Typical logistic curve

In reality, there are extraordinary worldwide efforts to slow the progression of the contagion with the goal of managing the daily number of cases within the capacity constraints of the healthcare system. This approach has been referred to as “flattening the curve” (Qualls et al. 2017). Even with these efforts, there is a growing sense among experts that an extremely large proportion of the global population will become infected. Professor Alessandro Vespignani, a modeling expert on social dynamics of the spread of infectious diseases, estimates that 30–50% of the population may get infected before the virus naturally “burns out” (Bennhold and Eddy 2020). With these estimates, healthcare systems will be overwhelmed, leading to severe shortages in critical resources such as intensive care units (ICU) and respiratory support equipment. Not only will infrastructure constraints limit the ability to treat Covid-19 patients, but they will also impact the delivery of medical care to patients with other serious health issues. Indeed, such a situation has, unfortunately, already unfolded in Italy (Mounk 2020).
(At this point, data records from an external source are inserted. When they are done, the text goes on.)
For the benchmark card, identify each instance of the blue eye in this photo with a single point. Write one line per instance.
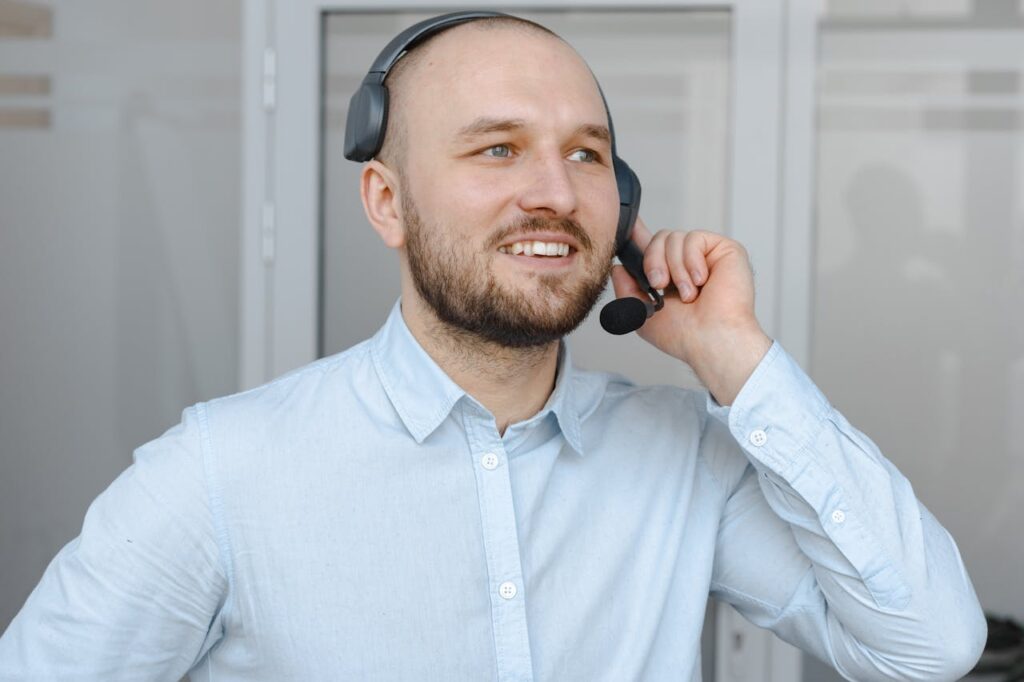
(590, 156)
(498, 151)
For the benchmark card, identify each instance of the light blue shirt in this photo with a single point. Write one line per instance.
(361, 518)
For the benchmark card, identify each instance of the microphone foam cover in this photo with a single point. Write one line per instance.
(624, 315)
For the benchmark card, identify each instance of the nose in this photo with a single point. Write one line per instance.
(548, 187)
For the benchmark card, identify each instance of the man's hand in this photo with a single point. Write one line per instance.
(708, 321)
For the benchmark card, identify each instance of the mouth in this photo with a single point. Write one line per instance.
(538, 249)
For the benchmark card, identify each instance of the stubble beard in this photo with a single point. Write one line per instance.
(461, 289)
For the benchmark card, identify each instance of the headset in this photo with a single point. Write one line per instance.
(367, 123)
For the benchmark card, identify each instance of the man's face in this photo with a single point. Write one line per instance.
(507, 156)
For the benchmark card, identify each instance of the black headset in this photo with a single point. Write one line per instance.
(367, 124)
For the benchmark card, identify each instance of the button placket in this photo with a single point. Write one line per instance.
(501, 544)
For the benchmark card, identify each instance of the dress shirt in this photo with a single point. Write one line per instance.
(361, 518)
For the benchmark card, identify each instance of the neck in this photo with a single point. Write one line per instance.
(512, 383)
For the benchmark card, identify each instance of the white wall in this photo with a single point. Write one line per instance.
(119, 219)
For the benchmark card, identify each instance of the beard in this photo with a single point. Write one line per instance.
(461, 288)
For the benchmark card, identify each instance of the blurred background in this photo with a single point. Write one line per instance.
(131, 254)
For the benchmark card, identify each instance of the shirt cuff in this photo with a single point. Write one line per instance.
(778, 411)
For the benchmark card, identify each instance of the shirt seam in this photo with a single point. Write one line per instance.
(215, 500)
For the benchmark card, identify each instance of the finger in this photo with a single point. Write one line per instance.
(625, 285)
(675, 257)
(697, 245)
(653, 260)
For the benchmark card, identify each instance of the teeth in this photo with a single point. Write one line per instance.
(555, 249)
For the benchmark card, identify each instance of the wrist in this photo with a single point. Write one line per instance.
(726, 356)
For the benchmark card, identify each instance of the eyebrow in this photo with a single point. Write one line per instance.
(484, 125)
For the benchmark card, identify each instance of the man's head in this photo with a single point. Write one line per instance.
(497, 138)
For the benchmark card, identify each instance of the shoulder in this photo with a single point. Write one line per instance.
(297, 391)
(662, 418)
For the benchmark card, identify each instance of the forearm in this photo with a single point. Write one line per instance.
(889, 595)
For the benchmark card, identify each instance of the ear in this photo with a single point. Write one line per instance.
(379, 189)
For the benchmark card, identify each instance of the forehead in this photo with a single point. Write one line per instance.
(468, 73)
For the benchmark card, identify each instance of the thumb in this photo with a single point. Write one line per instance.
(625, 285)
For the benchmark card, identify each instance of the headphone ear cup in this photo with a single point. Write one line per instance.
(629, 202)
(367, 122)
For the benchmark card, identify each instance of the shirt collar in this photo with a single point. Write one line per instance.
(423, 395)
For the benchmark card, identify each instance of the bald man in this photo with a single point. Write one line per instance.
(454, 500)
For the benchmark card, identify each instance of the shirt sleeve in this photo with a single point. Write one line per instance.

On the economic front, as is currently evident, businesses and individuals will respond with evolving, reactive and oft-uncoordinated responses which are likely to have cascading financial impacts. A recent HBR article (Carlsson-Szlezak et al. 2020) articulated three ways by which this pandemic will affect the global economy—(a) direct impact on consumer confidence; (b) indirect impact on confidence (wealth effect); and (c) supply-side shock. The first two mechanisms directly impact consumer and business demand, while the third causes supply disruptions which will take longer to normalize due to amplified volatility.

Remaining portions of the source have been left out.